IOC注目「バーチャルスポーツ」…有馬温泉で仮想ロードレースも

 こうしたリアルな運動とバーチャルな世界を融合したスポーツ大会を開催する動きは加速している。

 山口准教授のゼミは昨年12月に「ワールドマスターズゲームズ2021(WMG2021)関西組織委員会」と「スポーツコミッション関西」が共催した「インターカレッジ・コンペティション」で、WMG2021の自転車競技の舞台となる鳥取県倉吉市でのバーチャルライドレースを提案。サイクルツーリズムの活性化につなげることで、大会のレガシー(遺産)になると訴えた。
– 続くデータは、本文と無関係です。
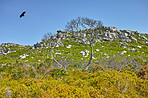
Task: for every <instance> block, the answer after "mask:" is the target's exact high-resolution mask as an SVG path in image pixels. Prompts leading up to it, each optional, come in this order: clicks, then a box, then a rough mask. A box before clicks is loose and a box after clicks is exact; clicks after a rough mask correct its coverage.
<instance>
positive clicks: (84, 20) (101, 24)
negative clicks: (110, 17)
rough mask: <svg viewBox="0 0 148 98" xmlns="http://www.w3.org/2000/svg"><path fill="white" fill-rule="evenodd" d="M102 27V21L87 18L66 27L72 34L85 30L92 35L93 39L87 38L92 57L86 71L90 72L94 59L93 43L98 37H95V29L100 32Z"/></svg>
mask: <svg viewBox="0 0 148 98" xmlns="http://www.w3.org/2000/svg"><path fill="white" fill-rule="evenodd" d="M102 25H103V23H102V22H101V21H98V20H94V19H90V18H87V17H78V18H76V19H73V20H71V21H70V22H68V23H67V25H66V26H65V28H66V30H67V31H71V32H72V34H74V32H78V31H82V30H85V31H86V33H88V34H90V35H91V37H87V39H88V41H89V46H90V47H91V56H90V59H89V62H88V63H87V65H86V67H85V71H87V70H88V68H89V65H90V64H91V61H92V57H93V43H94V39H95V38H96V37H97V36H96V35H95V29H98V30H99V31H101V29H102Z"/></svg>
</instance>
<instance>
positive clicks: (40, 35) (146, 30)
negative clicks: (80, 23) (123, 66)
mask: <svg viewBox="0 0 148 98" xmlns="http://www.w3.org/2000/svg"><path fill="white" fill-rule="evenodd" d="M23 11H26V14H25V17H23V18H21V19H20V18H19V15H20V14H21V13H22V12H23ZM78 16H81V17H88V18H92V19H95V20H101V21H102V22H103V25H104V26H115V27H117V28H118V29H119V30H123V29H124V30H133V31H136V30H137V31H140V32H141V33H148V0H0V44H1V43H5V42H11V43H17V44H22V45H33V44H35V43H37V42H41V39H42V37H43V35H44V34H45V33H47V32H51V33H53V34H56V31H57V30H64V29H65V25H66V23H67V22H68V21H70V20H72V19H75V18H77V17H78Z"/></svg>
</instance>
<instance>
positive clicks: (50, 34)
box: [42, 33, 52, 42]
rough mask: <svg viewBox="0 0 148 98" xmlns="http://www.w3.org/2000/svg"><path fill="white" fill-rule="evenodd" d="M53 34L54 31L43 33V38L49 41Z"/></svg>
mask: <svg viewBox="0 0 148 98" xmlns="http://www.w3.org/2000/svg"><path fill="white" fill-rule="evenodd" d="M51 36H52V33H46V34H44V35H43V38H42V41H43V42H45V41H48V40H49V39H50V38H51Z"/></svg>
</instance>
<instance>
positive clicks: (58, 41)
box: [50, 39, 63, 69]
mask: <svg viewBox="0 0 148 98" xmlns="http://www.w3.org/2000/svg"><path fill="white" fill-rule="evenodd" d="M59 41H60V39H58V41H57V42H56V43H55V45H54V46H53V47H51V50H50V55H51V58H52V59H53V60H54V61H55V62H56V63H57V64H58V65H59V67H60V68H61V69H62V67H63V65H61V64H60V63H59V62H58V61H57V60H56V59H55V58H54V57H53V55H52V50H53V48H54V47H55V46H56V45H57V44H58V42H59Z"/></svg>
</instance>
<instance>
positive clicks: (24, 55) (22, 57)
mask: <svg viewBox="0 0 148 98" xmlns="http://www.w3.org/2000/svg"><path fill="white" fill-rule="evenodd" d="M27 56H29V55H27V54H23V55H20V58H21V59H24V58H26V57H27Z"/></svg>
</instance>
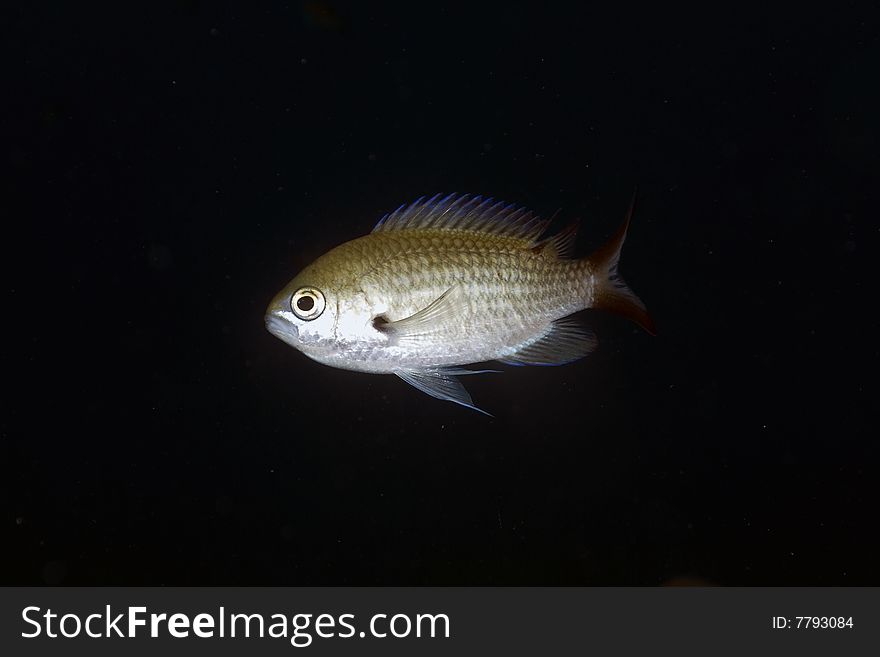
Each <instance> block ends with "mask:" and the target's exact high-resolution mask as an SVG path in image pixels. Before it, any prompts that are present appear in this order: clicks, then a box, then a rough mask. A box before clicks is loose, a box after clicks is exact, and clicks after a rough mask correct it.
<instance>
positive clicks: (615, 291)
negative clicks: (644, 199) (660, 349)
mask: <svg viewBox="0 0 880 657" xmlns="http://www.w3.org/2000/svg"><path fill="white" fill-rule="evenodd" d="M635 204H636V198H635V195H633V199H632V202H631V203H630V205H629V211H628V212H627V213H626V218H625V219H624V220H623V223H622V224H621V225H620V228H618V229H617V232H616V233H614V235H613V236H612V238H611V239H610V240H608V242H607V243H606V244H605V246H603V247H601V248H600V249H598V250H597V251H596V252H595V253H593V254H592V255H591V256H590V257H589V263H590V265H591V269H592V272H593V274H595V276H596V289H595V298H594V299H593V306H592V307H593V308H601V309H602V310H608V311H610V312H613V313H617V314H618V315H623V316H624V317H626V318H628V319H631V320H632V321H634V322H635V323H636V324H638V325H639V326H641V327H642V328H643V329H645V330H646V331H647V332H648V333H650V334H651V335H656V334H657V330H656V328H655V327H654V320H653V319H651V316H650V315H649V314H648V309H647V308H645V304H643V303H642V301H641V299H639V298H638V297H637V296H636V295H635V294H634V293H633V291H632V290H630V289H629V288H628V287H627V285H626V283H625V282H624V280H623V278H621V276H620V274H619V273H618V271H617V265H618V263H619V262H620V249H621V248H622V247H623V241H624V240H625V239H626V231H627V229H628V228H629V222H630V219H632V215H633V209H634V208H635Z"/></svg>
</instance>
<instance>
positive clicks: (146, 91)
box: [0, 2, 880, 585]
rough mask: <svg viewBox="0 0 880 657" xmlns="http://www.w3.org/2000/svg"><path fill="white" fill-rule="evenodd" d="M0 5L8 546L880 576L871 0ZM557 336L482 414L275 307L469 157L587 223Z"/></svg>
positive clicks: (457, 168) (166, 556) (88, 554)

 また、昨年11~12月には神戸商工会議所などが中心となって「企業交流運動会」をバーチャルで開催した。14社の約160人が参加。開会式と表彰式をオンラインで実施し、その間の1カ月間に、参加者が各自や企業ごとにスポーツを行う仕組みで、オンラインイベントの際には、全員で運動する機会も設けられた。

 山口准教授は「コロナ禍で、自宅や一人でできるコンテンツが人気を集めている。今後は、いかに横のつながりをつくるかが重要になってくる。参加者同士がオンラインやオフラインで緩くつながり、自分自身が得意な領域で無理なく身体的な運動を行う『アットホームスポーツ』が広まっていくのではないかと思う」と話している。

 「バーチャル(仮想)スポーツ」(VS)

 広義では、1990年代に流行した「Dance Dance Revolution(ダンスダンスレボリューション)」や任天堂が2007年に発売した「Wii Fit」も該当。IOCは一般的なオンラインゲームとの違いを明確化し、コロナ禍で若者を中心にVS市場が拡大したと指摘している。